Wednesday, October 15, 2008

McGill lecturer reflects on "necessary" role of foreign reporting

By David Mitchell

Hannah Allam is no stranger to the dangers that come with being a journalist in the war-torn Middle East.

As the Middle East Bureau Chief for McClatchy Newspapers, Allam has faced many life-threatening situations that come with reporting in a war-zone.

Associate professor in the University of Georgia Department of Journalism Janice Hume put it best in her introduction of Allam.

“[Baghdad Bureau reporters] learned how to check under cars for bombs without even thinking about it,” Hume said.

In the 30th annual McGill Lecture, however, Allam spoke of an even bigger threat: the diminishing importance placed on foreign correspondence.

Speaking on Wednesday at the Miller Learning Center to more than 150 students, faculty, and members of the news media, Allam described the “dark days of budget cuts” for foreign correspondents in which news media outlets are being forced to cut the budget on employees, lodgings, and security as well as in a number of other areas.

“Foreign correspondents are expected to do much more with much less,” Allam said.

Speaking later on the same issue, Allam described what it is like reporting the news overseas without a big budget.

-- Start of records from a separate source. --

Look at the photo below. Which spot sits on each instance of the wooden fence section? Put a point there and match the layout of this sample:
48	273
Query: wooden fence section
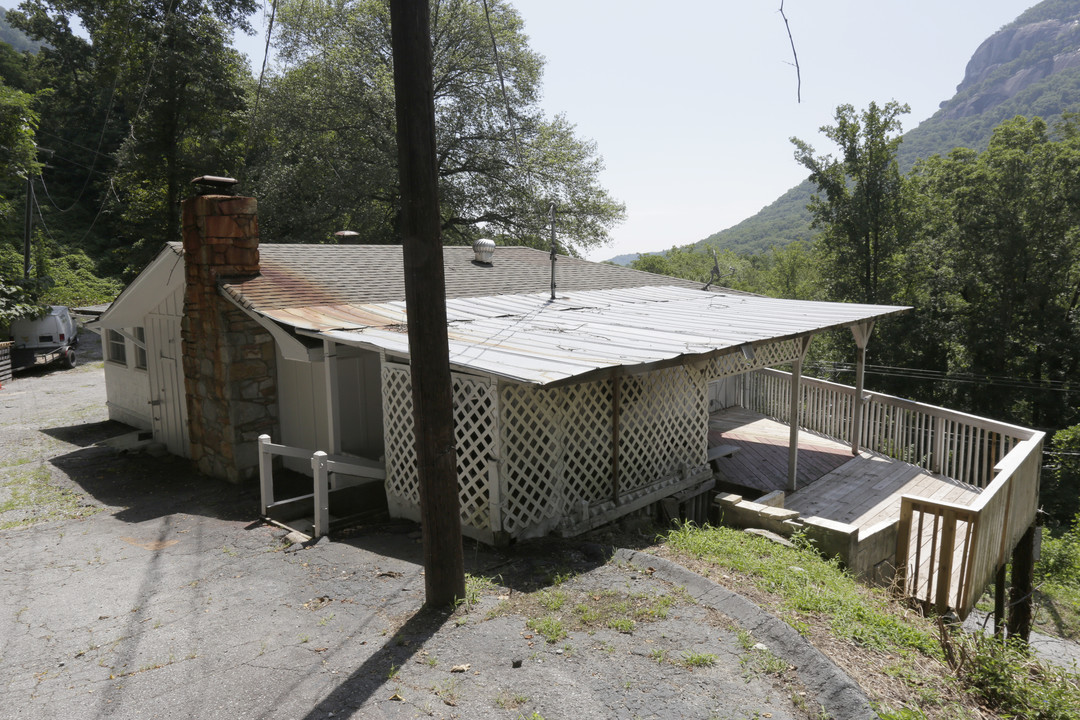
946	554
950	566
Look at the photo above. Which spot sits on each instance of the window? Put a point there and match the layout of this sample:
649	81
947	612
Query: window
116	349
140	349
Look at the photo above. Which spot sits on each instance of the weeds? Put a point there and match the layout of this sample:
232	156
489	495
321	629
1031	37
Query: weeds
510	702
1007	678
550	626
818	586
698	659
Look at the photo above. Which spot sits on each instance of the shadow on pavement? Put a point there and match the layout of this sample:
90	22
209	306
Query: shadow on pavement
144	488
90	433
374	673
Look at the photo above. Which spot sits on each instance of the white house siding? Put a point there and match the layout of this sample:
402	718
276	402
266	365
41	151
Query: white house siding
301	403
165	375
130	390
301	408
127	391
360	388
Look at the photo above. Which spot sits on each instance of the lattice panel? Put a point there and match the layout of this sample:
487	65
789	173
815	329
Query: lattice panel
402	478
586	415
664	418
531	454
556	444
474	429
734	363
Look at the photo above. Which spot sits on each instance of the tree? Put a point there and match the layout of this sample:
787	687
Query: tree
860	209
18	159
164	67
1000	235
326	155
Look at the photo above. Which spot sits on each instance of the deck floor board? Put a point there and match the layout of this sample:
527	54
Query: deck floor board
861	490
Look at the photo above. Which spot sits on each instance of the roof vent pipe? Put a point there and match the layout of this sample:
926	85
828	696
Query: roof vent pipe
484	248
554	250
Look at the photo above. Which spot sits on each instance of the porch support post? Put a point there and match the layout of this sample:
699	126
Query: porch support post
862	334
1000	581
794	416
333	406
1023	585
616	415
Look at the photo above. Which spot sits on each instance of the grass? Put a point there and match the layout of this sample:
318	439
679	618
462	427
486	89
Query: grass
510	701
1057	578
555	612
32	498
908	666
698	659
808	584
549	626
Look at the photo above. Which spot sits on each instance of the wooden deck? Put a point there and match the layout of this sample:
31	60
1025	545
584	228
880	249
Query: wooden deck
761	461
861	490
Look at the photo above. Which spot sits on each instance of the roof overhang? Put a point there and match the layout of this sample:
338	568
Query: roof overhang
532	339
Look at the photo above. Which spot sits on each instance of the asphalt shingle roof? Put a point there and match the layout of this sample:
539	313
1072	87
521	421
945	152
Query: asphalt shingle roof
307	275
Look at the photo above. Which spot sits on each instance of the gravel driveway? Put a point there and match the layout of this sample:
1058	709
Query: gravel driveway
133	587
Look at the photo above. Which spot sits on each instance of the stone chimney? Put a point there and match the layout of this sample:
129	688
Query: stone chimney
229	367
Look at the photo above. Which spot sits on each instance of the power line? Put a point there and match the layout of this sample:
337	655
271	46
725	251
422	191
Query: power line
939	376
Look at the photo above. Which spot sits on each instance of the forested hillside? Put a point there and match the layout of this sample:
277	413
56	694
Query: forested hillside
116	105
1030	67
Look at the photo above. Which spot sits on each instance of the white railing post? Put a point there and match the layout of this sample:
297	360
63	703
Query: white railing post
937	453
321	493
862	335
266	473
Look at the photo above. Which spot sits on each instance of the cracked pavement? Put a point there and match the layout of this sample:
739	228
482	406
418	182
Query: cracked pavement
156	593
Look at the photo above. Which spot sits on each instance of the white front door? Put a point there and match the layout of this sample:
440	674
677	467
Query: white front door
169	401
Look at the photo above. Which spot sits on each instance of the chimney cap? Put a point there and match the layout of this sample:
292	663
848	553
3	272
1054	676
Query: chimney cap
214	184
483	249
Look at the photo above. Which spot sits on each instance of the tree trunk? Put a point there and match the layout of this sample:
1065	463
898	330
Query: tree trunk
426	303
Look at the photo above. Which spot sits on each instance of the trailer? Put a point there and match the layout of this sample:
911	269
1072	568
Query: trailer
49	339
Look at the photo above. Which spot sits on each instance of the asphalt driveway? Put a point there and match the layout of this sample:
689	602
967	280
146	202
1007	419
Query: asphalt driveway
133	587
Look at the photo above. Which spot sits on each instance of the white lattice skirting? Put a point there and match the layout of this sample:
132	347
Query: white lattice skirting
532	460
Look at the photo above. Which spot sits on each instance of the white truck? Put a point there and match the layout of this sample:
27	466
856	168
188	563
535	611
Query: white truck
44	340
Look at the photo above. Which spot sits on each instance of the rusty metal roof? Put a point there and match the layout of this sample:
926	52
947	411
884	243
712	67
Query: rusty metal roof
326	276
529	338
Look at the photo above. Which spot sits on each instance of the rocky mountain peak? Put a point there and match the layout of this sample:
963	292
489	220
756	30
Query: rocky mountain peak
1013	59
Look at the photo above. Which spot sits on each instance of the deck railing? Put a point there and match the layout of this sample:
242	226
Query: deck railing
960	446
946	554
327	472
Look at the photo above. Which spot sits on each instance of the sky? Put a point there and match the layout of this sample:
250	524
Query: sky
691	104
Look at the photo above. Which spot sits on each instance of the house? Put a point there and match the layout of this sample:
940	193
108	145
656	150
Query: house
582	391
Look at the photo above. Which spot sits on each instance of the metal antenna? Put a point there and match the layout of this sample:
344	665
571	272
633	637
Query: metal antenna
715	275
553	250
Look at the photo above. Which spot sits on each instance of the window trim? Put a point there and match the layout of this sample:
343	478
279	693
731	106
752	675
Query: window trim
140	355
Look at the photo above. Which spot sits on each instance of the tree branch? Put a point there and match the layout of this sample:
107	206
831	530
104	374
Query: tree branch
798	75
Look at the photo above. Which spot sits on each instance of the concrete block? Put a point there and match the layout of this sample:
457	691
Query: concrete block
774	499
833	539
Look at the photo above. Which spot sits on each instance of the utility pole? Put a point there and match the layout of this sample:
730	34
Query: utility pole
28	226
426	303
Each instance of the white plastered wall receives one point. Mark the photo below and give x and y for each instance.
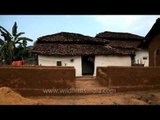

“When you’re not at the big table,” Allam said, “you go out and find scraps elsewhere, and that’s what we had to do.”

Despite the rampant budget cuts threatening its future, Allam believes that foreign reporting is more important than ever in a time when the world is becoming increasingly interconnected.

“If foreign news isn’t essential now,” Allam said, “then I don’t know when it ever was.”

According to Allam, it is also necessary to preserve the role of foreign reporting during a time the country is electing a new president that will be faced with the job of figuring out how to end the current war in Iraq.

“This is when our watchdog role is more important than ever…This is the time for more eyes in the world, not fewer,” Allam said.

Allam began her foreign correspondence in 2003 at the age of 25 as the Baghdad Bureau Chief for what was then Knight Ridder, now McClatchy Newspapers.

According to Allam, her life changed with one simple phrase.

“How’d you like to go to Baghdad?” she recalls her supervisor asking her, despite her young age.

In professor Hume’s opinion, a decision to go into a dangerous situation like this is difficult no matter how old a person is.

“It takes courage to handle these things at any age,” Hume said.

It was these two things, courage and age, that led John Greenman, Carter Professor of Journalism and chairman of the faculty committee that selects the McGill lecturer, to select Allam as this year’s speaker.

“The McGill lecture reflects the courage that Ralph McGill himself demonstrated as a journalist challenging segregation in the South,” Greenman said. “And we were also eager to recognize a journalist who is younger than the typical lecturer. Someone who started work as a bureau chief at only 25 years old. We thought that would resonate with our students.”

Despite the negative tone of the state of foreign correspondence, Allam had a positive message to those with aspirations of traveling overseas to report on foreign news.

“The business we love is still there,” Allam said, “and it’s still necessary.”